The formant coding algorithm requires two parameters, the fundamental frequency and the formant. Experiments show that the application of fundamental frequency and formant information can not only reconstruct the vowel and voiced consonant parts of the speech, but also reconstruct the consonant part. First, because the fundamental frequency parameter determined by the parameter extraction algorithm in the clear consonant part is unstable, the speech signal reconstructed according to the unstable parameter will hop, and the hopping signal is similar to the clear consonant spectrum. The more important reason that the ear of the human ear is the transitional sign for the consonant, so the consonant part can be reconstructed as long as the resonance peak is accurately provided. According to the study of speech signal synthesis, the most important representation of the voiced signal is the first three formants. A formant model of a speech signal can obtain a well-understood synthesized voiced sound using only the first three time-varying formant frequencies. Considering that a pseudo formant may occur under special circumstances, the algorithm retains four formant parameters according to the magnitude of the formant amplitude when determining the coding parameters.

3.1 Parameter quantification

The two main indicators of speech coding algorithms are bit rate and speech quality. Low-rate speech coding algorithms require a minimum bit rate reduction based on speech intelligibility. In order to determine the maximum quantization degree of each parameter, we re-synthesize the speech after different degrees of quantization of each parameter, and evaluate the speech quality of each quantization degree.

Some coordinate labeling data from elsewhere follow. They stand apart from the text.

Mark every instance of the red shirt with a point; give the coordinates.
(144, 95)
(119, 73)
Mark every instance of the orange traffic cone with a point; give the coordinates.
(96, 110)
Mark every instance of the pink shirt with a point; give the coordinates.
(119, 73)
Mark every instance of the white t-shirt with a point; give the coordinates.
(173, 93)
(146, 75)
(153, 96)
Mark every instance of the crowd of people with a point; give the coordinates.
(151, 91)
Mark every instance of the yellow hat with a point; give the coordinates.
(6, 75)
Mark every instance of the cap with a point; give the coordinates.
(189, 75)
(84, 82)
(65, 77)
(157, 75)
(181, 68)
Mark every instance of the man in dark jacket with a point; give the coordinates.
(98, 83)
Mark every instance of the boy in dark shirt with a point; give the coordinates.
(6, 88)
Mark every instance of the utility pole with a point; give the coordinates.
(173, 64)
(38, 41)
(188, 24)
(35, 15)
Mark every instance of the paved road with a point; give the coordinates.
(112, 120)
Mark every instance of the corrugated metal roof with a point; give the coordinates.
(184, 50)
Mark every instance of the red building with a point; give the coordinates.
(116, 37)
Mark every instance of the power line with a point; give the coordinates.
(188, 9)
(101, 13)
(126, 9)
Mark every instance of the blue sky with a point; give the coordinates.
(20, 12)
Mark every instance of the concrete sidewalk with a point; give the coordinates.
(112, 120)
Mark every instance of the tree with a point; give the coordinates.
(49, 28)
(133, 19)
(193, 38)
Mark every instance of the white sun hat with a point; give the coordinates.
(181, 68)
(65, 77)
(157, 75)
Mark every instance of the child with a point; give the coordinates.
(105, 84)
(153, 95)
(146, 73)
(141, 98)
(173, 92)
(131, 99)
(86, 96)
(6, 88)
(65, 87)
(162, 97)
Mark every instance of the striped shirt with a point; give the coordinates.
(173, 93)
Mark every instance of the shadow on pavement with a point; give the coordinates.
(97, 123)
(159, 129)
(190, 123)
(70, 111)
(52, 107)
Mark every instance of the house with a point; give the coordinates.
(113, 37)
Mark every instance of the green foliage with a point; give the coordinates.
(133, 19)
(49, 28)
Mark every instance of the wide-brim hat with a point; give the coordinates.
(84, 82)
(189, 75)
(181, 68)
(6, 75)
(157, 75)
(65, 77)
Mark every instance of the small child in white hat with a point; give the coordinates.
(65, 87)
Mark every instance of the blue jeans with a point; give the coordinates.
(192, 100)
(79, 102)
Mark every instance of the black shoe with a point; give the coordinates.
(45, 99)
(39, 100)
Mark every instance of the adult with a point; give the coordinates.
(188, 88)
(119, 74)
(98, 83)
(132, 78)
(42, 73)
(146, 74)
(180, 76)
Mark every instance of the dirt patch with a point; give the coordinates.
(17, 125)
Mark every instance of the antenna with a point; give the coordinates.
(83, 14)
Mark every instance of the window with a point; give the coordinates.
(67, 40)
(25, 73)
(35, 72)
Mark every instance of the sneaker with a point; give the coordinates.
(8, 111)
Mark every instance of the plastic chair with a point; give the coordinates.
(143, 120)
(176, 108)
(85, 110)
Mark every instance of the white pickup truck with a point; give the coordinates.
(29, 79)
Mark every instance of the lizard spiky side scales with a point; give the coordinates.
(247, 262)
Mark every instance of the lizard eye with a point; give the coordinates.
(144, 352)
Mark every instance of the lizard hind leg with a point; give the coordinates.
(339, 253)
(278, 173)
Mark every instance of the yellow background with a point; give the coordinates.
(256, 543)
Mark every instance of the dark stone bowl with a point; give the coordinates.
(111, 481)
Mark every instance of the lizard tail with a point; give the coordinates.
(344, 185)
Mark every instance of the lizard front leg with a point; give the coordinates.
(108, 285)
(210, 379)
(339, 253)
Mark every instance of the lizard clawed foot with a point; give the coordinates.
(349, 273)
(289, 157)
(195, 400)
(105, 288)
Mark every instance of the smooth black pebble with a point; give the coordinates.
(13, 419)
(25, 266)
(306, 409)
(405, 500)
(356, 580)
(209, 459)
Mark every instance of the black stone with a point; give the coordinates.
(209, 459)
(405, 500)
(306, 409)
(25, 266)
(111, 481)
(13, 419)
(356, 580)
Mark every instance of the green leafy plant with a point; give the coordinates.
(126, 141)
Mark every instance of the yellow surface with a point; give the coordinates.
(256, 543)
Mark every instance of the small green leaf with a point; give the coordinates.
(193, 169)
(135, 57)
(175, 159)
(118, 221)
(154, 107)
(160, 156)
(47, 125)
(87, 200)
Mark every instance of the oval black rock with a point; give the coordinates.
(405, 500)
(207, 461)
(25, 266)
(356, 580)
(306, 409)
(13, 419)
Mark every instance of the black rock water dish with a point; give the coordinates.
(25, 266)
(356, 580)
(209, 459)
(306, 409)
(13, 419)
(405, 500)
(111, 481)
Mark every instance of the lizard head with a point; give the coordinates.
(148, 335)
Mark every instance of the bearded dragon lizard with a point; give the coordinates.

The fundamental frequency of normal speech varies from 50 to 500 Hz. The fundamental frequency quantization experiment shows that the reconstructed speech signal is still clear when the fundamental frequency quantization accuracy is 20 Hz. Therefore, the fundamental frequency of encoding can be represented by 5 b at the minimum, but the base frequency is encoded by 8 b in order to improve the error resistance. The quantization of the formant is divided into frequency value quantization and amplitude quantization. According to the parameter extraction algorithm, the formant curve is the envelope of the fundamental frequency and its harmonics. We can think that the speech spectrum is the sampling signal of the fundamental frequency and its harmonics to the formant curve, so the fundamental frequency value can be used as the accuracy to describe the formant curve. The center frequency value of the formant can be determined by the first harmonic of the fundamental frequency, so the range of variation is 1 to 32, and the encoding is represented by 5 b. The human ear is not sensitive to the amplitude of the formant. The speech experiment shows that the speech is recorded with 16-bit sampling accuracy in the time domain. When the signal amplitude varies from 210 to 215, the speech can be clearly expressed when the amplitude is encoded by 3 b. Therefore, for each formant, it can be quantized by 8 b, where 5 b represents the center frequency and 3 b represents the amplitude.

3.2 Encoding rules

The speech frame period in encoding can be divided into dynamic and fixed forms. The dynamic form is that the period of each frame is determined according to the fundamental frequency, that is, each frame is a fundamental frequency period. In this way, the speech intelligibility is best when decoding, but the coding rate is high due to the small length of the frame period. The fixed form is that the period of the frame is fixed, and can be set to 10 to 40 ms depending on the actual situation. The length of the cycle is inversely proportional to the sound quality and proportional to the compression ratio. In this algorithm, the frame period is set to 25 ms in a fixed form. It is judged whether there is speech according to the spectral energy value, and is encoded with a 0 byte when there is no speech. We use a byte to represent the silence frame, in order to improve the algorithm's error resistance.

3.3 Results

This algorithm is used to encode and decode a speech material that is read at a normal speech rate. After decoding, the speech intelligibility is good, and the average bit rate is 1 400 b/s.

4 Conclusion

In theory, as long as there are accurate fundamental frequency and formant parameters, all the features of the original speech signal except the voice quality of the voice can be recovered. The parameters used in this algorithm are only the fundamental frequency and four formants. For speech signals, these parameters are characteristic parameters for distinguishing speech information. When the encoded information contains only these parameters, it can be considered that there is no redundant information for each frame of the signal, that is, the maximum compression is achieved for each frame of the signal. If the compression ratio is to be further improved on the basis of the algorithm, it can only be designed for the association between frames and frames, such as vector quantization algorithm.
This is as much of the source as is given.